Thursday, August 07, 2008

Retail Industry Update Re Store Closings

I wanted to add a few quick contrarian comments here. I just took a spin around the blogs and it appears over the past week quite a few blogs are pointing to retail store closures as significant.

The list of retail chains closing is the who's who of poorly managed retailers. I've worked as a partner with the retail industry for the better part of two decades and all of these dogs have been on life support for a decade or longer. Starbucks, the lone healthy retailer closing a significant number of stores, has a company-specific problem. The coffee culture is pervasive now leading to substantial competition, the brand has been diluted with oversaturation and the company has lost focus on its core identity & strategy.

Let's keep something in focus. The economy produces economic winners and losers all of the time. More commonly called creative destruction. New category killers have come in to replace these dogs of retail over the last decade and longer. All leading retailers are reporting profits. They are muted profits but they are all profitable. The fact that the worst managed retailers are finally going out of business is a good thing. It frees up capital for economic leaders and/or it destroys capital with no productive value. (By the way, this last point is a major reason why the current incarnation of Wall Street is imploding.)

All of this is completely normal and should be expected. That it is happening where ten or fifteen majors chains are completely closing down is simply a sign that the economy is weak and the marginal players are going to suffer.

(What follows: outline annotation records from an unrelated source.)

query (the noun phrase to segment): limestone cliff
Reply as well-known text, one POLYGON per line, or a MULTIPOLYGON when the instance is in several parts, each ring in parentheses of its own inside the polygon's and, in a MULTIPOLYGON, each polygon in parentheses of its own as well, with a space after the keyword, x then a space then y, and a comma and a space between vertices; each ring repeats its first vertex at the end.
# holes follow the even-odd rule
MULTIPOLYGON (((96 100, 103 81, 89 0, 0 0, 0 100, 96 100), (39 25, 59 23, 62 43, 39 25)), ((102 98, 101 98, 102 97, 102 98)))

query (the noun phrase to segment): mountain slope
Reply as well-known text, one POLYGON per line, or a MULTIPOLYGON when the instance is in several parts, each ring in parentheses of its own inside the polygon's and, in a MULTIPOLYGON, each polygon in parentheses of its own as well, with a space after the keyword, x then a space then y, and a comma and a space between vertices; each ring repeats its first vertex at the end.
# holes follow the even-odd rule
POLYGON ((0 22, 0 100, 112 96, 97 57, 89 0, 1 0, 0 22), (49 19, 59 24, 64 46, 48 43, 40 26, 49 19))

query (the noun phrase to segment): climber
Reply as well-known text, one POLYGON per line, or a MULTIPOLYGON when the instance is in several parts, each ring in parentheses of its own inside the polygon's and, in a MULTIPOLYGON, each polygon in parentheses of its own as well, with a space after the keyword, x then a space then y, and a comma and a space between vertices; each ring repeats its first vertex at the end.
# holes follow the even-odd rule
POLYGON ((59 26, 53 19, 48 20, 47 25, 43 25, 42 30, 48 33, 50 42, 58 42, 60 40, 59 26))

Remember, to count the top Nasdaq companies today would be void of many of the top companies ten years ago. None of the hot Nasdaq companies of the early 1970s are even around today. The impact of thousands of store closings of the dogs of retail has literally no effect on the economy. That said, what does have an effect is when new store openings falls below store closings. Yes, that is happening and that is a more important data point. The economic impact of weak retailers closing is no more significant than one quarter's loss at AIG.